This is my attempt to clear up some misconceptions about CouchDB and point out some technical details that a lot of people seem to have overlooked. For the record, I like Damien Katz's blog, he seems like a great programmer, and Erlang looks cool. Please don't hurt me.
First, and most important: CouchDB is not a distributed database. BigTable is a distributed database. Cassandra and dynomite are distributed databases. (And open source, and based on a better design than BigTable. More on this in another post.) It's true that with CouchDB you can "shard" data out to different instances just like you can with MySQL or PostgreSQL. That's not what people think when they see "distributed database." It's also true that CouchDB has good replication, but even multi-master replication isn't the same as a distributed database: you're still limited to the write throughput of the slowest machine.
Here are some reasons you should think twice and do careful testing before using CouchDB in a non-toy project:
- Writes are serialized. Not serialized as in the isolation level, serialized as in there can only be one write active at a time. Want to spread writes across multiple disks? Sorry.

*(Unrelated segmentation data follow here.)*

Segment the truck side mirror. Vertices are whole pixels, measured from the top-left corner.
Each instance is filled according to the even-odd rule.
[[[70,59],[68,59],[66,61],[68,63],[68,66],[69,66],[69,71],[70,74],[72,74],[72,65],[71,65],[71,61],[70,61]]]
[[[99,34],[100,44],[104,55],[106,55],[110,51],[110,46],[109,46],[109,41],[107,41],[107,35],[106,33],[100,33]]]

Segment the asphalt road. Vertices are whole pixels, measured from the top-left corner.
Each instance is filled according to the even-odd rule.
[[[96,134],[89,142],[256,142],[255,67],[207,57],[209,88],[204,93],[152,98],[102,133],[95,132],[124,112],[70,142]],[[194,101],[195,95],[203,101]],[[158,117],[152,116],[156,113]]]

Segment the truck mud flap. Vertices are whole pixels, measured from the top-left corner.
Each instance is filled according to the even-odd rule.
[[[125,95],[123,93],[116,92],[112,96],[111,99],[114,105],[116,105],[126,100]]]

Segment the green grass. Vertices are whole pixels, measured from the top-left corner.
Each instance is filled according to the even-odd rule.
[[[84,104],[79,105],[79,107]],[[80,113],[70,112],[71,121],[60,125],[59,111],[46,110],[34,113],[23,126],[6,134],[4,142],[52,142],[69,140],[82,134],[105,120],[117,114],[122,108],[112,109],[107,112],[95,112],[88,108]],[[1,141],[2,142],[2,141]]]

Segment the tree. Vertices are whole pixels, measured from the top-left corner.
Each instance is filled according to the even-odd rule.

- CouchDB uses a MVCC model, which means that updates and deletes need to be compacted for the space to be made available to new writes. Just like PostgreSQL, only without the man-years of effort to make vacuum hurt less.

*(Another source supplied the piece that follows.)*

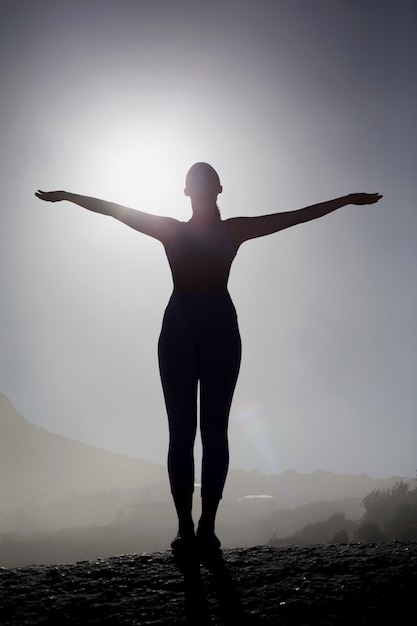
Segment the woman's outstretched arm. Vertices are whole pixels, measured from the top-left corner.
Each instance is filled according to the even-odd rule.
[[[320,204],[287,211],[286,213],[273,213],[271,215],[260,215],[256,217],[234,217],[228,220],[230,228],[237,244],[241,244],[247,239],[263,237],[284,230],[296,224],[302,224],[323,217],[336,209],[340,209],[348,204],[374,204],[382,196],[378,193],[351,193],[342,198],[335,198]]]
[[[136,211],[135,209],[130,209],[121,204],[114,204],[113,202],[107,202],[106,200],[99,200],[98,198],[91,198],[89,196],[81,196],[76,193],[69,193],[68,191],[41,191],[39,189],[35,193],[35,196],[47,202],[61,202],[62,200],[67,200],[94,213],[109,215],[145,235],[159,239],[162,243],[167,242],[177,221],[171,217],[162,217],[160,215],[153,215],[152,213]]]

- CouchDB is simple. Gloriously simple. Why is that a negative? It's competing with systems (in the popular imagination, if not in its author's mind) that have been maturing for years. The reason PostgreSQL et al have those features is because people want them. And if you don't, you should at least ask a DBA with a few years of non-MySQL experience what you'll be missing. The majority of CouchDB fans don't appear to really understand what a good relational database gives them, just as a lot of PHP programmers don't get what the big deal is with namespaces.
- A special case of simplicity deserves mention: nontrivial queries must be created as a view with mapreduce. MapReduce is a great approach to trivially parallelizing certain classes of problem. The problem is, it's tedious and error-prone to write raw MapReduce code. This is why Google and Yahoo have both created high-level languages on top of it (Sawzall and Pig, respectively). Poor SQL; even with DSLs being the new hotness, people forget that SQL is one of the original domain-specific languages. It's a little verbose, and you might be bored with it, but it's much better than writing low-level mapreduce code.